The only real fiscal policy differences between the present two candidates probably consists in their views of what the income tax tables should look like. In reality, it is unlikely that the choice of
one of those tables will have any significant effect on the economy.
If you want to be hardcore political and really believe that Bush lost 3,000,000 jobs please explain how he did this almost immediately (in the first year) and then turned things around in 2004. If you want to blame the job loss in the first year of this Bush administration on Clinton feel free to do so, but this is also false. The jobs loss was due to three things: the dot-com bust, the telecom bust and 9/11 which seriously impacted airlines and the hospitality industry. Add in some significant
corporate collapses: WorldCom, Global Crossing, Enron, Kmart.

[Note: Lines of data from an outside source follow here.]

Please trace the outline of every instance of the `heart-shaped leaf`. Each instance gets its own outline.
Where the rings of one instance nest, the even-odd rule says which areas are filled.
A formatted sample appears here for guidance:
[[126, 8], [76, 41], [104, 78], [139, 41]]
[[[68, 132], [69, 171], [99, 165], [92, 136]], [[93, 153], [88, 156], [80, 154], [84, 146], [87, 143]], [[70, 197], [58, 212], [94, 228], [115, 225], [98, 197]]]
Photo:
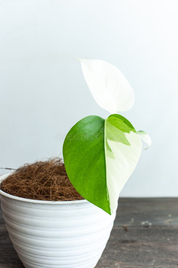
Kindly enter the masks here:
[[133, 171], [142, 145], [130, 122], [118, 114], [90, 116], [67, 135], [63, 155], [69, 179], [85, 199], [109, 214]]
[[120, 70], [100, 60], [78, 59], [87, 84], [100, 106], [111, 114], [132, 107], [133, 91]]

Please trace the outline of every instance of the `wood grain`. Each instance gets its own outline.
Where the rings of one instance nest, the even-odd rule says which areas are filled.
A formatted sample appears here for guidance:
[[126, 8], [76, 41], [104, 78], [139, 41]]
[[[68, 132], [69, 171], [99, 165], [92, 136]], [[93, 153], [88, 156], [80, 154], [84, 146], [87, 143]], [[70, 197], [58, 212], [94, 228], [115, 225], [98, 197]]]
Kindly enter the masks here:
[[[0, 212], [0, 268], [23, 268]], [[120, 198], [96, 268], [178, 268], [178, 198]], [[71, 267], [72, 268], [72, 267]]]

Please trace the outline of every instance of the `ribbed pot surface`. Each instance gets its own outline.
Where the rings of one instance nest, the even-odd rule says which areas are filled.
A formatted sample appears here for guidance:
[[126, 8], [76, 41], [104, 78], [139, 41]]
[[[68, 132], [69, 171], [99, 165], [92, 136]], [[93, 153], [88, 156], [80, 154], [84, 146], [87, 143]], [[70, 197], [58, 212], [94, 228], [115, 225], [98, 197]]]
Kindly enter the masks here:
[[116, 209], [110, 216], [85, 200], [39, 201], [1, 190], [0, 194], [10, 238], [26, 268], [95, 266], [109, 237]]

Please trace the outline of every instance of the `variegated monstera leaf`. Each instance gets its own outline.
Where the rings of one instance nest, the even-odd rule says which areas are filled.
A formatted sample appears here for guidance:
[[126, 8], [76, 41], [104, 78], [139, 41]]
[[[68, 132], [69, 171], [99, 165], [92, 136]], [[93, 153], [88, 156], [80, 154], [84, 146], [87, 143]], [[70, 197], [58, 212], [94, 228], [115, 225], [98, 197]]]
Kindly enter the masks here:
[[103, 61], [80, 60], [94, 99], [114, 113], [105, 119], [87, 116], [72, 128], [63, 144], [65, 166], [77, 191], [111, 214], [138, 160], [142, 148], [140, 137], [149, 146], [151, 139], [144, 132], [137, 133], [127, 119], [116, 113], [130, 109], [135, 99], [121, 72]]

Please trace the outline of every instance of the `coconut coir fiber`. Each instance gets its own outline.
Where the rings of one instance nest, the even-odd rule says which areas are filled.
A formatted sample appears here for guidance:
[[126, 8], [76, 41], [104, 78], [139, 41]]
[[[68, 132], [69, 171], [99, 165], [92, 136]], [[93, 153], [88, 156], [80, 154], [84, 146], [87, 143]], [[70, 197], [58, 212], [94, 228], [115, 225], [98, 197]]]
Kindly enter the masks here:
[[10, 194], [37, 200], [84, 199], [72, 184], [64, 164], [59, 158], [26, 164], [4, 180], [0, 188]]

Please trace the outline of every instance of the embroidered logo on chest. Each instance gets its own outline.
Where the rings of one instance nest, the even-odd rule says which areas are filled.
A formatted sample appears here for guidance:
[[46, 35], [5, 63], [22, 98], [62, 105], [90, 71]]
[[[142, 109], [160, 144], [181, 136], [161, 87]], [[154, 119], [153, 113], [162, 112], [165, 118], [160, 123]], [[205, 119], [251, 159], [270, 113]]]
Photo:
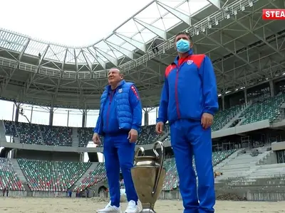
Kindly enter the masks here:
[[193, 63], [193, 60], [187, 60], [187, 65], [192, 65]]

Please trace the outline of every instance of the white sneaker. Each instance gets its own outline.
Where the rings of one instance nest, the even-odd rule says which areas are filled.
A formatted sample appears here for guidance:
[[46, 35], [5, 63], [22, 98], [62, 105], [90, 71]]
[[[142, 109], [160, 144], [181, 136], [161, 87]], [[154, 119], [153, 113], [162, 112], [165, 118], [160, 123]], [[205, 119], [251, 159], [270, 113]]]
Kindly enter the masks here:
[[135, 202], [133, 200], [130, 200], [127, 209], [125, 210], [124, 213], [139, 213], [140, 208], [135, 204]]
[[107, 206], [102, 209], [97, 210], [97, 213], [121, 213], [120, 207], [117, 207], [116, 206], [111, 206], [111, 202], [110, 202]]

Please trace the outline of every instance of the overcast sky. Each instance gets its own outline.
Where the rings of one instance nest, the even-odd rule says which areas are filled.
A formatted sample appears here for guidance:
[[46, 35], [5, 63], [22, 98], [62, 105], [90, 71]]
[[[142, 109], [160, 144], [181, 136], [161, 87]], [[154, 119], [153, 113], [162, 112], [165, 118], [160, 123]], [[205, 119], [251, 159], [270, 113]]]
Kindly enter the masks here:
[[1, 1], [0, 27], [67, 45], [90, 45], [151, 0]]

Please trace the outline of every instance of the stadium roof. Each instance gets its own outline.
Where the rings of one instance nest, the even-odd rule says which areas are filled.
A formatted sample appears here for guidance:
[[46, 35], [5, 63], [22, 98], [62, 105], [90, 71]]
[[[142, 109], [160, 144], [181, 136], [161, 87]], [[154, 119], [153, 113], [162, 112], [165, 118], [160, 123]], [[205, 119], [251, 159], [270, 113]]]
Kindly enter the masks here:
[[88, 47], [50, 43], [0, 28], [0, 96], [95, 108], [108, 69], [118, 67], [135, 82], [143, 105], [155, 106], [165, 69], [176, 55], [173, 36], [181, 31], [193, 36], [196, 53], [212, 60], [220, 94], [279, 77], [285, 26], [263, 21], [261, 9], [283, 6], [282, 0], [153, 1]]

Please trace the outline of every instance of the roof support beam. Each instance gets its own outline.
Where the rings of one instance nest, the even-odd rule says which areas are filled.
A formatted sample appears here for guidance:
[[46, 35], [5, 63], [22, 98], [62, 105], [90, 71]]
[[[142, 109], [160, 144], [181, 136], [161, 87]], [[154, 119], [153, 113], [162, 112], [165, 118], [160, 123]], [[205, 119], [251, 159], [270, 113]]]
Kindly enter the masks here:
[[165, 5], [160, 1], [157, 1], [157, 4], [165, 10], [167, 10], [168, 12], [172, 13], [173, 16], [176, 16], [177, 18], [180, 19], [182, 21], [186, 23], [190, 26], [191, 26], [191, 18], [190, 16], [186, 15], [185, 13], [182, 13], [167, 5]]
[[76, 49], [73, 49], [73, 54], [74, 54], [74, 60], [76, 62], [76, 71], [78, 72], [78, 63], [77, 62], [77, 55], [76, 55]]
[[[247, 60], [245, 60], [244, 58], [240, 57], [238, 54], [237, 54], [237, 53], [235, 53], [235, 51], [232, 51], [232, 50], [229, 49], [228, 48], [227, 48], [226, 46], [224, 46], [221, 42], [218, 42], [215, 39], [214, 39], [211, 36], [207, 36], [207, 34], [201, 32], [202, 34], [203, 34], [204, 36], [207, 37], [207, 39], [212, 40], [213, 43], [214, 43], [215, 44], [219, 45], [221, 48], [224, 48], [225, 50], [227, 50], [229, 53], [231, 53], [232, 55], [234, 55], [235, 57], [237, 57], [237, 58], [239, 58], [239, 60], [241, 60], [242, 61], [243, 61], [244, 63], [247, 64], [250, 67], [252, 68], [255, 68], [251, 63], [249, 63], [249, 62]], [[222, 34], [220, 34], [220, 36], [222, 36]], [[221, 40], [222, 40], [222, 37], [221, 37]]]
[[123, 40], [128, 42], [130, 45], [133, 45], [135, 48], [142, 50], [142, 52], [145, 53], [145, 45], [143, 43], [134, 40], [131, 38], [128, 38], [124, 35], [118, 33], [117, 32], [114, 32], [114, 33], [119, 38], [122, 38]]
[[219, 0], [207, 0], [209, 1], [209, 4], [212, 5], [214, 5], [215, 7], [217, 7], [218, 9], [221, 9], [221, 2]]
[[109, 54], [102, 51], [99, 48], [97, 48], [95, 47], [93, 47], [93, 48], [94, 48], [95, 51], [98, 53], [100, 55], [101, 55], [103, 57], [104, 57], [105, 59], [107, 59], [109, 62], [110, 62], [115, 66], [118, 66], [118, 60], [117, 60], [117, 58], [115, 58], [110, 56]]
[[[272, 46], [270, 43], [269, 43], [264, 38], [262, 38], [261, 36], [259, 36], [258, 34], [255, 33], [252, 29], [249, 28], [248, 27], [247, 27], [246, 26], [244, 26], [243, 23], [242, 23], [240, 21], [237, 21], [236, 19], [234, 20], [235, 22], [239, 24], [240, 26], [242, 26], [242, 28], [244, 28], [246, 31], [247, 31], [249, 33], [252, 33], [252, 35], [254, 35], [255, 37], [256, 37], [258, 39], [262, 40], [266, 45], [267, 45], [269, 48], [271, 48], [272, 50], [274, 50], [275, 52], [276, 52], [281, 57], [284, 58], [284, 55], [282, 54], [281, 53], [280, 53], [280, 51], [279, 50], [277, 50], [277, 48], [274, 48], [274, 46]], [[264, 34], [264, 27], [262, 27], [263, 29], [263, 33]], [[264, 36], [265, 37], [265, 36]]]
[[28, 44], [30, 43], [30, 41], [31, 41], [31, 39], [28, 39], [28, 41], [25, 44], [25, 46], [24, 47], [23, 50], [21, 51], [21, 53], [18, 58], [19, 61], [21, 61], [21, 59], [22, 58], [24, 53], [25, 53], [25, 51], [26, 51], [26, 48], [28, 48]]
[[164, 40], [167, 40], [167, 36], [166, 36], [166, 31], [162, 31], [160, 28], [157, 28], [149, 23], [147, 23], [142, 21], [140, 21], [138, 18], [134, 18], [133, 21], [135, 21], [136, 23], [140, 24], [142, 26], [146, 28], [147, 30], [150, 31], [152, 31], [153, 33], [157, 35], [157, 36], [160, 37], [161, 38]]
[[113, 43], [108, 41], [108, 40], [105, 40], [105, 43], [107, 43], [108, 45], [111, 46], [112, 48], [113, 48], [117, 51], [118, 51], [120, 53], [122, 53], [123, 55], [124, 55], [125, 56], [130, 58], [131, 60], [133, 60], [133, 58], [134, 58], [133, 53], [132, 51], [126, 50], [126, 49], [125, 49], [122, 47], [120, 47], [120, 46], [114, 44]]
[[106, 63], [98, 56], [96, 50], [95, 50], [94, 47], [93, 48], [94, 52], [93, 50], [92, 50], [92, 49], [90, 49], [89, 48], [87, 48], [87, 50], [88, 50], [89, 53], [91, 54], [93, 57], [94, 57], [94, 59], [99, 63], [99, 65], [100, 65], [104, 70], [106, 69]]
[[66, 55], [67, 55], [67, 52], [68, 51], [68, 48], [66, 49], [66, 53], [64, 53], [64, 58], [63, 60], [63, 63], [61, 65], [61, 71], [63, 71], [64, 69], [64, 65], [66, 64]]

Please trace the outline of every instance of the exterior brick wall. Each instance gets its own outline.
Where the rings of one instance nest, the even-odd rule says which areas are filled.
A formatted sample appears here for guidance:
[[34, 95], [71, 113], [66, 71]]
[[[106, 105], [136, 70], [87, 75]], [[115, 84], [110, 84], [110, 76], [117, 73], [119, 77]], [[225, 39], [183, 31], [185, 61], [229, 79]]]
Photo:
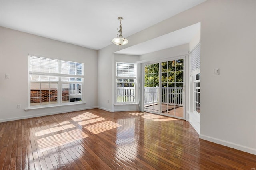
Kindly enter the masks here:
[[[57, 89], [33, 89], [30, 90], [30, 103], [57, 101]], [[41, 99], [41, 101], [40, 101]]]
[[62, 89], [62, 101], [66, 101], [69, 100], [69, 92], [68, 89]]

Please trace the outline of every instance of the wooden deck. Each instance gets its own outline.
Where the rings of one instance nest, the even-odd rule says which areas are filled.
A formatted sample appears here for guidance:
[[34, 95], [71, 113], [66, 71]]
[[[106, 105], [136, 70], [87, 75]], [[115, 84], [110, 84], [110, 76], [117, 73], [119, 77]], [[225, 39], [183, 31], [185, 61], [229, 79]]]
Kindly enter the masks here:
[[0, 124], [0, 170], [239, 169], [256, 156], [198, 138], [184, 121], [99, 109]]
[[[154, 104], [146, 105], [145, 111], [158, 112], [159, 104]], [[180, 118], [183, 117], [183, 107], [174, 105], [162, 104], [161, 105], [162, 113], [168, 115], [176, 116]], [[175, 107], [175, 108], [174, 108]]]

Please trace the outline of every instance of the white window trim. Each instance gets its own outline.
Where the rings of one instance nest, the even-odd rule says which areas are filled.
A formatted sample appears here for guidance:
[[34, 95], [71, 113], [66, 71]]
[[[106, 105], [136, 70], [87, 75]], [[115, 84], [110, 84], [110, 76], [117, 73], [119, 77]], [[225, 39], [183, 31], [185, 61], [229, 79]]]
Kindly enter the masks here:
[[[48, 58], [44, 56], [40, 56], [38, 55], [31, 55], [28, 54], [28, 69], [29, 69], [29, 67], [30, 66], [30, 57], [38, 57], [41, 58], [45, 58], [49, 59], [56, 59], [52, 58]], [[60, 61], [64, 61], [66, 60], [62, 60], [60, 59], [56, 59], [58, 61], [58, 67], [59, 68], [58, 71], [59, 72], [60, 72], [61, 68], [60, 67]], [[72, 62], [74, 63], [78, 63], [76, 61], [67, 61], [69, 62]], [[27, 108], [24, 109], [24, 110], [26, 111], [33, 111], [37, 109], [47, 109], [49, 108], [54, 108], [54, 107], [61, 107], [65, 106], [68, 105], [84, 105], [86, 104], [86, 102], [84, 102], [84, 77], [85, 76], [84, 75], [84, 64], [83, 63], [81, 63], [82, 64], [83, 67], [82, 68], [82, 75], [68, 75], [68, 74], [61, 74], [61, 73], [46, 73], [43, 72], [33, 72], [31, 71], [28, 71], [28, 75], [29, 75], [30, 74], [35, 74], [35, 75], [49, 75], [49, 76], [56, 76], [58, 77], [58, 81], [30, 81], [29, 79], [29, 78], [28, 79], [28, 107]], [[61, 77], [73, 77], [74, 78], [82, 78], [84, 79], [84, 81], [82, 82], [77, 82], [77, 81], [61, 81]], [[29, 77], [29, 76], [28, 76]], [[55, 104], [49, 104], [49, 105], [35, 105], [35, 106], [31, 106], [30, 105], [30, 83], [31, 82], [43, 82], [43, 83], [47, 83], [50, 82], [51, 83], [57, 83], [58, 84], [58, 92], [57, 93], [57, 103]], [[81, 101], [78, 101], [75, 102], [67, 102], [67, 103], [62, 103], [62, 83], [82, 83], [82, 97], [81, 97]]]
[[[195, 77], [195, 75], [194, 76]], [[201, 81], [201, 79], [199, 79], [199, 80], [194, 80], [193, 81], [193, 112], [197, 113], [198, 114], [200, 114], [200, 113], [198, 112], [198, 111], [196, 111], [196, 109], [195, 108], [195, 105], [194, 105], [194, 103], [196, 102], [197, 103], [198, 103], [201, 105], [201, 103], [199, 103], [197, 101], [196, 101], [194, 100], [195, 99], [195, 94], [196, 92], [194, 90], [194, 88], [195, 87], [194, 87], [194, 83], [200, 83]], [[201, 92], [201, 90], [200, 91], [200, 92], [199, 92], [199, 93], [200, 94], [200, 92]]]
[[[127, 64], [132, 64], [135, 65], [135, 74], [134, 76], [118, 76], [117, 72], [117, 63], [123, 63]], [[137, 102], [137, 63], [130, 63], [126, 62], [122, 62], [122, 61], [116, 61], [115, 62], [115, 96], [114, 96], [114, 105], [138, 105], [138, 103]], [[134, 82], [118, 82], [117, 81], [118, 79], [133, 79], [134, 80]], [[126, 84], [134, 84], [134, 101], [133, 102], [117, 102], [117, 84], [120, 83], [125, 83]]]

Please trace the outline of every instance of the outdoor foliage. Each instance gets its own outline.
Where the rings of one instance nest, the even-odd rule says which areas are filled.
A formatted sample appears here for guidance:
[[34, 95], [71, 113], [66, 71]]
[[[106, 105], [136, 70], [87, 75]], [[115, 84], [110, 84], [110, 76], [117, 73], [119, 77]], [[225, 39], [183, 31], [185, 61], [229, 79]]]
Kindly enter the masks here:
[[[162, 87], [183, 86], [183, 59], [161, 63]], [[159, 85], [159, 64], [145, 67], [145, 86]]]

Looking clearly at the telecom bust one can see how business cycles come into being and play out. Opportunity knocks, business builds, jobs get created, supply exceeds demand,
business contracts, jobs are lost. It's that simple.
In addition, consider that the effects of recession are, in general, global rather than national. If heads of state are responsible how is it that they all simultaneously become idiots or geniuses?
Instead we make believe that the President is responsible. I suppose this achieves two things:
1) It sells some media advertising time and
2) it lets Greenspan do whatever the heck he wants.